Most of the time, common live streaming video mistakes—poor sound quality are easily avoided with careful advance work. Organizations new to streaming video should heed this advice. In the process of helping customers implement and manage streaming video, CeeLab have identified common mistakes that stand in the way of streaming events and their viewers.

Mistake No. 1: Forgetting to Confirm Adequate Bandwidth

Without enough bandwidth, streaming video may buffer continuously, causing viewers to drop off. Determining available bandwidth is a straightforward process if organizers control the venue, such as in-house meeting rooms. Ask the IT team if, given the expected audience and complexity of the stream, the network can handle the traffic.

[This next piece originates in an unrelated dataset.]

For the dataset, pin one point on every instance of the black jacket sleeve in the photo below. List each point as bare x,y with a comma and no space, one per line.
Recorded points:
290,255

If the event takes place at a venue organizers don’t control, such as a hotel, organizers will likely have to share the network, CeeLab say. In that case, provide detailed requirements to the venue’s IT team to be assured of dedicated bandwidth at the precise time of the live stream. Also make sure that upload speed is focused on. For broadcasting, upload speed is the important factor for a successful stream. Many variables come into play here, such as wired versus wireless connections. That said, a good rule of thumb is to aim for having twice the upload speed that intend to have your combined video and audio quality set at. So a combined bitrate of 2 Mbps would ideally have at least a 4 Mbps upload speed to support it.

Mistake No. 2: Ignoring Audio Quality

“Audio is just as important as video when you’re broadcasting, and something people forget to take into consideration,” CeeLab say. Attention tends to be focused on video quality, which is important—but if low-quality microphones are used, or speakers are too far away from mics, then the message is lost no matter how great the video looks.

“You can’t spend $5,000 on a video camera and then use a $20 microphone,” CeeLab says.

If video is somewhat poor quality but people can hear the live stream, CeeLab add, viewers will still get the message. However, if video is high quality but audio is poor, viewers don’t get the takeaways. CeeLab advice? Buy (and test) quality microphones, and make sure there are enough mics if the event has multiple speakers.

Mistake No. 3: Failing to Promote the Event

There’s no such thing as “If you build it, they will come” in streaming video. Events should be promoted early and often.

“If your event is on August 2, don’t start publicizing it on August 1,” CeeLab say. “Let people know well ahead of time, through email and social media, so you can build an audience.”

When promoting the event, the focus should be on making it easy for attendees to join. For example, social media posts and emails should include links to add the event to calendars. In addition, event organizers can explore embedding live event video into social feeds, since viewers are more likely to attend an event if it’s watchable within the social networks they frequent.

Summary

It may seem simple to set up a camera and press “record,” but a successful live stream means getting the details right. Ensuring adequate bandwidth and prioritizing audio will improve the quality of the live stream—and make a good impression on viewers. And make sure to promote the live stream beforehand so that the audience knows to attend in the first place.